A&E and the Robertson family, the
stars of the cable reality series, announced Wednesday that the show
will end in April.
The news came in a short video
broadcast after the show's season premiere.
“After five years, 130 episodes and
one of the biggest hits in the history of cable, the Robertson family
and A&E jointly decided that Duck Dynasty, the series,
will come to an end after this season,” the network said in a
statement.
Duck Dynasty follows the
Robertsons, who live in West Monroe, Louisiana, and their duck-call
business. It premiered in 2012.
In 2013, Phil Robertson, the family
patriarch, was briefly suspended by A&E over racist and
homophobic comments he made during an interview with GQ.

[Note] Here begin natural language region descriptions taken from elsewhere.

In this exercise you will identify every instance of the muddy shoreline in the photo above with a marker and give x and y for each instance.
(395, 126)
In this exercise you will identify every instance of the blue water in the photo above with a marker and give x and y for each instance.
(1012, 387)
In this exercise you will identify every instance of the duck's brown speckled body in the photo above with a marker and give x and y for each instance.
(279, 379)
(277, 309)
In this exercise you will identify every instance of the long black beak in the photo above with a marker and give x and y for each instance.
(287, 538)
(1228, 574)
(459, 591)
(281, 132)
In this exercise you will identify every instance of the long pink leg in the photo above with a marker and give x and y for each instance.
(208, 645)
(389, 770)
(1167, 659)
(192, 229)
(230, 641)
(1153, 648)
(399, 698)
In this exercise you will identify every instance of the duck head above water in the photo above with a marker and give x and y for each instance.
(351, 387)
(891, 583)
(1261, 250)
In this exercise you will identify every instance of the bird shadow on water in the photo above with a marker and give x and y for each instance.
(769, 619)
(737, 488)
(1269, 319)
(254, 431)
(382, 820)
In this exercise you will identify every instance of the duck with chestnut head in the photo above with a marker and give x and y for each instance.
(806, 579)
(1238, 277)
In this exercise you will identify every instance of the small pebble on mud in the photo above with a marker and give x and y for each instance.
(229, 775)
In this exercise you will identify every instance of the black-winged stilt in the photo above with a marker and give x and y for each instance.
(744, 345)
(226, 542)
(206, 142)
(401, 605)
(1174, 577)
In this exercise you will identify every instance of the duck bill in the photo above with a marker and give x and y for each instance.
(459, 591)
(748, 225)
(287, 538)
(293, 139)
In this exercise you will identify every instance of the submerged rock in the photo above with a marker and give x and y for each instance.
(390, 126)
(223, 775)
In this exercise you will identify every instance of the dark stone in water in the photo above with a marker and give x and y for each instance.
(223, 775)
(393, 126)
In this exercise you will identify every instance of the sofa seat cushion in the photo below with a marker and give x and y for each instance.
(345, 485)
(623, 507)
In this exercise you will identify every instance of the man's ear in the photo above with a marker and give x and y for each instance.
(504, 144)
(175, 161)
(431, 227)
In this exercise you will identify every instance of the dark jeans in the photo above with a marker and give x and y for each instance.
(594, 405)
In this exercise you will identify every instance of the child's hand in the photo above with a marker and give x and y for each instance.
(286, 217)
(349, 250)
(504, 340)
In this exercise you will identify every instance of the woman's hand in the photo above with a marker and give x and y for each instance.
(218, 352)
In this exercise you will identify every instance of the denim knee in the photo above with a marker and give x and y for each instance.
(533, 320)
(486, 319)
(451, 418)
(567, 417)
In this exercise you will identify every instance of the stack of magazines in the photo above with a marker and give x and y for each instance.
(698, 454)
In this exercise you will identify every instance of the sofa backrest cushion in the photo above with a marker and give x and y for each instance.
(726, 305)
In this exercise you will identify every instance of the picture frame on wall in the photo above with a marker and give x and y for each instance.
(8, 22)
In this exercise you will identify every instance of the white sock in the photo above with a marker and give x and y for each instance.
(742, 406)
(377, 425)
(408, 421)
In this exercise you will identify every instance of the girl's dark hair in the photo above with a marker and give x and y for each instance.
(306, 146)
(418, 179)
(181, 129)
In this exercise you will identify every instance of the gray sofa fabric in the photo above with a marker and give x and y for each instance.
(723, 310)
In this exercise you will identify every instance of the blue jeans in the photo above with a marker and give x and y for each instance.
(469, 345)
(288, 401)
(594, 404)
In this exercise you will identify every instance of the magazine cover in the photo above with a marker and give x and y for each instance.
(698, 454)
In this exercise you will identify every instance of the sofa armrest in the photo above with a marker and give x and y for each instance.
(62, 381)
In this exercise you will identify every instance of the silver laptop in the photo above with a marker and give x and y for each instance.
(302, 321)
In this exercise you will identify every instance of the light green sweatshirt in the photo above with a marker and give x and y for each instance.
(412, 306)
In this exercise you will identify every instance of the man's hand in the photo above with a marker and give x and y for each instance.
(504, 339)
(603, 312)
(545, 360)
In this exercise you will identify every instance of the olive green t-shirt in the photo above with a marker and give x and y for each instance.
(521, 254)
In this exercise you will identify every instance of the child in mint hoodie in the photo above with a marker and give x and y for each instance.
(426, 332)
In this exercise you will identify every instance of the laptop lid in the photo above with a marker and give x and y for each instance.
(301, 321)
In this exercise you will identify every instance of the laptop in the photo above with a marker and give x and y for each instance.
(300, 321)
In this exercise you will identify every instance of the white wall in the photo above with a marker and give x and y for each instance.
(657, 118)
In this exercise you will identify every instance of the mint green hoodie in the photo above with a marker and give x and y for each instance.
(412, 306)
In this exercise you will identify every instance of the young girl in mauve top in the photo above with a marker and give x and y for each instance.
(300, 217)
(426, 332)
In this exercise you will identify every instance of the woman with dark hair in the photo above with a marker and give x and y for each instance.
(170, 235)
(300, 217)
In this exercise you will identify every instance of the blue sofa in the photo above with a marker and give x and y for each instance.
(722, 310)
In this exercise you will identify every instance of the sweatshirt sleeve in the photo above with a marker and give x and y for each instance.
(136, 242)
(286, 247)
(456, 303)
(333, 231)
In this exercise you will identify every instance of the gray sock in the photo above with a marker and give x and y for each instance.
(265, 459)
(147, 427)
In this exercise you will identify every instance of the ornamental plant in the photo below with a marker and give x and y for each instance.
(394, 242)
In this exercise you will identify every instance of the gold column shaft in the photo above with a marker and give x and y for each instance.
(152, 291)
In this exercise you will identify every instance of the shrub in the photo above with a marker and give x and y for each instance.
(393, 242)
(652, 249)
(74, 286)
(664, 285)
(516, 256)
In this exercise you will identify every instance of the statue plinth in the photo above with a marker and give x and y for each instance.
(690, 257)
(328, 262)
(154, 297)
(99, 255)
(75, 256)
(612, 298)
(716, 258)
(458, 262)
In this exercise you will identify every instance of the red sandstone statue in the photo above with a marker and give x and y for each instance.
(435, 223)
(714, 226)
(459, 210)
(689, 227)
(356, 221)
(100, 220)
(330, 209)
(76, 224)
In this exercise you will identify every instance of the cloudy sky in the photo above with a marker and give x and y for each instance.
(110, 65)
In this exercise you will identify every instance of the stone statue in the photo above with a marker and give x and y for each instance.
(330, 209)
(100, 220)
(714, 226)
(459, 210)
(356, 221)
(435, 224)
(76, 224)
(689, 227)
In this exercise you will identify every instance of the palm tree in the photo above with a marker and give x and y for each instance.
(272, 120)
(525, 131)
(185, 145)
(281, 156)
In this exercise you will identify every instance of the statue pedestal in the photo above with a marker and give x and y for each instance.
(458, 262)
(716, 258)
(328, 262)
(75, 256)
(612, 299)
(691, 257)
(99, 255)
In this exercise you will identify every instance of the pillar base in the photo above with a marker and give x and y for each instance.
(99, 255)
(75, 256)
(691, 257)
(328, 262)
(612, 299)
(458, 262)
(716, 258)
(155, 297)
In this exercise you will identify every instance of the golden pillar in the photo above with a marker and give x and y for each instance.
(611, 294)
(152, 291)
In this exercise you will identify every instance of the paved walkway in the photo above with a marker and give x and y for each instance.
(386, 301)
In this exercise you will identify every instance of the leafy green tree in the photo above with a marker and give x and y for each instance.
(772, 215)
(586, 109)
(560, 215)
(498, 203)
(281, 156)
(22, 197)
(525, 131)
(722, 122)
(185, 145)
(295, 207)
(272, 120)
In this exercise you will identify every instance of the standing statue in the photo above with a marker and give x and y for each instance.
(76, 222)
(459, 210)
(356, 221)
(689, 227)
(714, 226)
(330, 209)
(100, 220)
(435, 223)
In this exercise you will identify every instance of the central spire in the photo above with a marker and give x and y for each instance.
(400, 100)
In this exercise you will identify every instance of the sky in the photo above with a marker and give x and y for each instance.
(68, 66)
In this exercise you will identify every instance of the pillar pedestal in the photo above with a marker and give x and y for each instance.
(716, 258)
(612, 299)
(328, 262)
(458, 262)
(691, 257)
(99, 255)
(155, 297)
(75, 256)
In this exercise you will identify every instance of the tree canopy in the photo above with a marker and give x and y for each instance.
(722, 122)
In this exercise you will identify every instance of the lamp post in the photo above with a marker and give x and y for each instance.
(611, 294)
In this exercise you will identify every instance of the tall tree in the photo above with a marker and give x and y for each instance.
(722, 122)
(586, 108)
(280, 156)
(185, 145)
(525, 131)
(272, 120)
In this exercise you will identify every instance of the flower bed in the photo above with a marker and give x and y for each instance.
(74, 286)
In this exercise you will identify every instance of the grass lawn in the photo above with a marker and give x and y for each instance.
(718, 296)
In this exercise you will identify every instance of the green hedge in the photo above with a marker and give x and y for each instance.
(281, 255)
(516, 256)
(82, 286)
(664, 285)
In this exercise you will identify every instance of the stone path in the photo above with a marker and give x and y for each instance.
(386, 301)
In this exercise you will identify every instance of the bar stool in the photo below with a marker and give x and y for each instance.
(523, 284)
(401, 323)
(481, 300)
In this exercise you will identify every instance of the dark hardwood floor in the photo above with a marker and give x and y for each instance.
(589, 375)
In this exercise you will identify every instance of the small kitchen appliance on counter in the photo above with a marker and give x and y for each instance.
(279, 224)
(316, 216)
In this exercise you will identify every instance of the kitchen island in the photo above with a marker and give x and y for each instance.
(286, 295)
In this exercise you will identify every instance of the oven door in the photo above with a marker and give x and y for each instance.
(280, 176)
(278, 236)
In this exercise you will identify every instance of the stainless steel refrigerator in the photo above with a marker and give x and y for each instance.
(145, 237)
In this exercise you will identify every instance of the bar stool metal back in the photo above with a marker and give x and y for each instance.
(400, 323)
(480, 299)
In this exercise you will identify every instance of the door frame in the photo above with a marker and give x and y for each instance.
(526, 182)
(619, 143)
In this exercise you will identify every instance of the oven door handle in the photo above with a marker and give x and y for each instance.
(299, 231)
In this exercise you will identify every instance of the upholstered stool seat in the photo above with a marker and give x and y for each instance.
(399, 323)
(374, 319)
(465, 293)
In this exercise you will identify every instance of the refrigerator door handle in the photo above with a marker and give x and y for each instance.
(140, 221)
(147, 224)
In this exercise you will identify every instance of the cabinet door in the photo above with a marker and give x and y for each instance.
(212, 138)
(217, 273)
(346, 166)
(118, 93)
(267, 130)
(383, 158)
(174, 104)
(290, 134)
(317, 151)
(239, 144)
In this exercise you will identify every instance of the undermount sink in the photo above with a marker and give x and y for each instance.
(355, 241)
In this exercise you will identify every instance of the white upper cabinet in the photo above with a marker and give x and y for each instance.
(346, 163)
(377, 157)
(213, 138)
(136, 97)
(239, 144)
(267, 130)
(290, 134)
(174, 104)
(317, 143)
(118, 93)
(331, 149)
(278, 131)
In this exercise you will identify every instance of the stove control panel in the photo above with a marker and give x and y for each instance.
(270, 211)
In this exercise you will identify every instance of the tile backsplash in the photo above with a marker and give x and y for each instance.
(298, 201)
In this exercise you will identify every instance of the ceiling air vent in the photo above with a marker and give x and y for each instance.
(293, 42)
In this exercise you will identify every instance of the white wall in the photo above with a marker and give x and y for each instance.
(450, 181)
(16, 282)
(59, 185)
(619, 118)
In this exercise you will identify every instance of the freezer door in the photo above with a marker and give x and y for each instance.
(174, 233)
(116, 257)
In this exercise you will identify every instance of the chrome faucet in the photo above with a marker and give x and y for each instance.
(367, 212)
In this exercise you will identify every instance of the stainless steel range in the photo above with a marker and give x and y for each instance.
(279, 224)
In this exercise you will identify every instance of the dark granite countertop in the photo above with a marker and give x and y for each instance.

“Start with homosexual behavior and
just morph out from there. Bestiality, sleeping around with this
woman and that woman and that woman and those men. … Don’t be
deceived. Neither the adulterers, the idolaters, the male
prostitutes, the homosexual offenders, the greedy, the drunkards, the
slanderers, the swindlers – they won’t inherit the kingdom of
God. Don’t deceive yourself. It’s not right,” he said, adding
that gays could be saved through Jesus.
Last year, he described what repenting
for gay men looks like: “Call the dude, find you a woman and marry
her. You're good to go. Come to Jesus. All your past sins will be
removed. … It's called repenting.”
At a campaign rally in January for
Texas Senator Ted Cruz, Robertson, who eventually endorsed
President-elect Donald Trump, called marriage equality “evil.”
The show's finale will be broadcast on
April 12. Duck Dynasty, once a cultural phenomenon, began
losing viewers in 2013. A&E said that the show's stars will
return in a series of holiday specials.